I walked down to the passport office, where a very good friend presided happily over a very dull job.
“Would you ever be able to create a passport for this young woman?” I asked, using again the Gaelic subjunctive of polite request.
“It will be a pleasure and herself so lovely … Diplomatic passport is it now?”
“’Tis,” I agreed. “Anne Elizabeth Ridgewood.”
“And yourself married to her when next you come home?”
“With the grace of God and a little luck.”
“I’m sure God will be on your side, Timmy, and yourself always the lucky one … All kinds of stamps on it, like showing that she came into Germany say a week hence?”
“That would be brilliant altogether.”
“Won’t I be making it so that all the border guards in Europe will think it’s authentic, but it will cost you when you come back.”
“Whatever it costs …
“One visit here so I can say hello to Lady Anne.”
“She would insist on it even if I didn’t.”
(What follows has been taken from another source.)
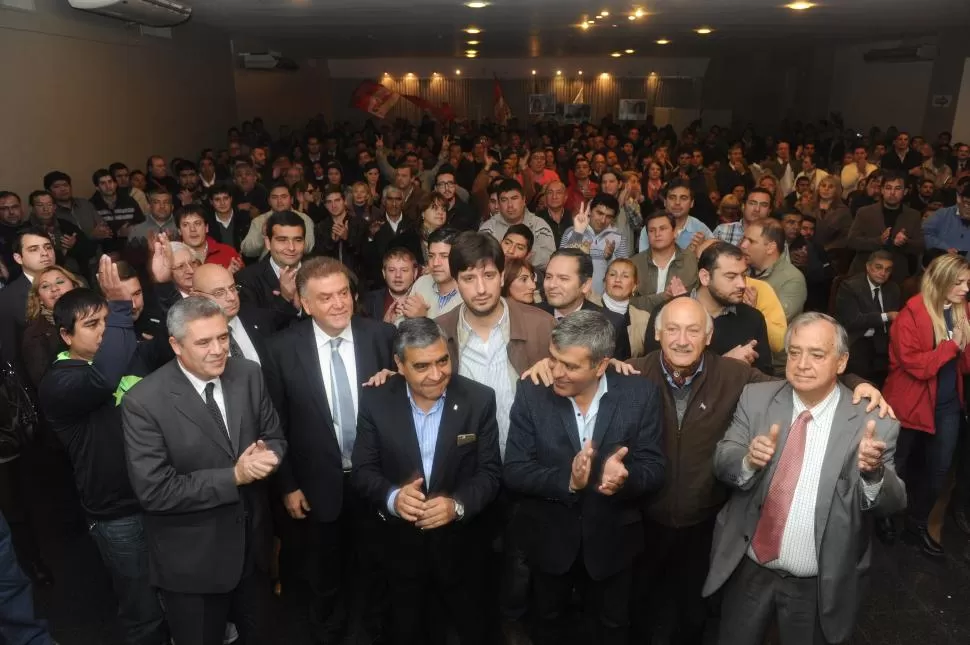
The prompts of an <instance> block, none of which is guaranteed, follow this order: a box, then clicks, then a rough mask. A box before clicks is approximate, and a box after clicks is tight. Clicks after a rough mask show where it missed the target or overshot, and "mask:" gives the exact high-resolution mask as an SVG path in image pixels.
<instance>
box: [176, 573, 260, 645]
mask: <svg viewBox="0 0 970 645" xmlns="http://www.w3.org/2000/svg"><path fill="white" fill-rule="evenodd" d="M270 584H271V583H270V580H269V576H268V575H266V573H264V572H262V571H258V570H256V571H253V572H252V573H251V574H250V575H247V576H245V577H243V578H242V579H240V580H239V584H238V585H236V588H235V589H233V590H232V591H230V592H228V593H210V594H191V593H179V592H176V591H168V590H166V589H163V590H162V601H163V602H164V603H165V613H166V616H167V618H168V627H169V630H170V631H171V633H172V640H173V641H174V642H175V644H176V645H222V639H223V637H224V636H225V633H226V623H227V622H230V621H231V622H233V623H234V624H235V625H236V628H237V629H238V630H239V641H238V645H265V644H266V643H269V642H270V636H269V634H270V632H269V615H270V603H271V602H272V591H271V589H270Z"/></svg>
“You’ll be back here tomorrow morning to talk to some of the other staff and then off in the afternoon to Holyhead?”
“I will.”
“We’ll need stamps from Switzerland, Spain, Portugal, and bloody England. Anyplace else?”
“Italy.”
“Easy as cutting butter with a warm knife. Then when she’s back in Ireland, and herself a citizen, won’t we make everything legal like.”
“Thank you.”
“Glad to help … Tomorrow about 12:30, convenient for you?”
“Perfect.”
If he were more ambitious, he could make a fortune on false Irish punts, not that they were that valuable back in those days.
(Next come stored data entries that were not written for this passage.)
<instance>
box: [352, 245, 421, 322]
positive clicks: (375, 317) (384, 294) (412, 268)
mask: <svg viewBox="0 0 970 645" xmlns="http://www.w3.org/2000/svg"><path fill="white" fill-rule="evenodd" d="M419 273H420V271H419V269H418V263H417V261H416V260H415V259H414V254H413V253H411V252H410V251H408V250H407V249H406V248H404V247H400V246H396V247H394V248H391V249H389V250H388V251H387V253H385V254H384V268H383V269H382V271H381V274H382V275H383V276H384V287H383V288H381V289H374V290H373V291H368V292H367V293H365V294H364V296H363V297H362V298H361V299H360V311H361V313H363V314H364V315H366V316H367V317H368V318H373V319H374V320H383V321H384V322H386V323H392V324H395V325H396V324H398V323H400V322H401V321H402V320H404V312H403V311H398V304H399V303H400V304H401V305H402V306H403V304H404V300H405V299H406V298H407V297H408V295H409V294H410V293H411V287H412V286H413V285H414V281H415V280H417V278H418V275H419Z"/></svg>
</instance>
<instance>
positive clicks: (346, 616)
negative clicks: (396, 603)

I stopped at a jewelers across from the green and bought the biggest and most brilliant rings they had.
I collected the passport the next morning. It was a work of sheer genius. Now I had all the materials I needed to smuggle a new wife out of the country.
If the “Rising,” as an Irishman would call it, were a success, all of this would become optional. I prayed to God every night as I said my Rosary that it would be a success. If it failed, it would fail the first day and I would have to move quickly to get Annalise out of the country. Would she escape with me? Would she feel bound to stay and let the Gestapo rape her to death? I hoped the words in Claus’s letter were strong enough. Would she hate me for forcing her to live when she wanted to die?
I should not worry about such things.
As it was, I would have to leave the country pretty quickly myself because the evil men on the Albertstrasse would discover my relationship with Claus. Irish diplomatic immunity would be scant protection.
My ma and da drove me over to the ferry docks in the Liffey. We stayed in the car until the very last minute.
“You’ll be coming back soon?” the Old Fella asked, not quite sounding casual.
“Probably within the year.”
“Um.”
“You’ll go to the bomb shelters during the raids?”
“Naturally.”
That was what my Jesuit teachers would have called an equivocation.
“I don’t suppose you’d be bringing home a nice German girl, would you now?” the Galway woman asked.
“And if I did, would you be wanting a German daughter-in-law around the house?”
“I might get used to her if she were a nice young woman … It would be easier if she were a Catholic, now wouldn’t it?”
“It would,” I said.
She and my hoped-for new wife would quickly bond together against the rest of us. Still, it would be interesting to be present at the meeting, if the meeting should ever happen.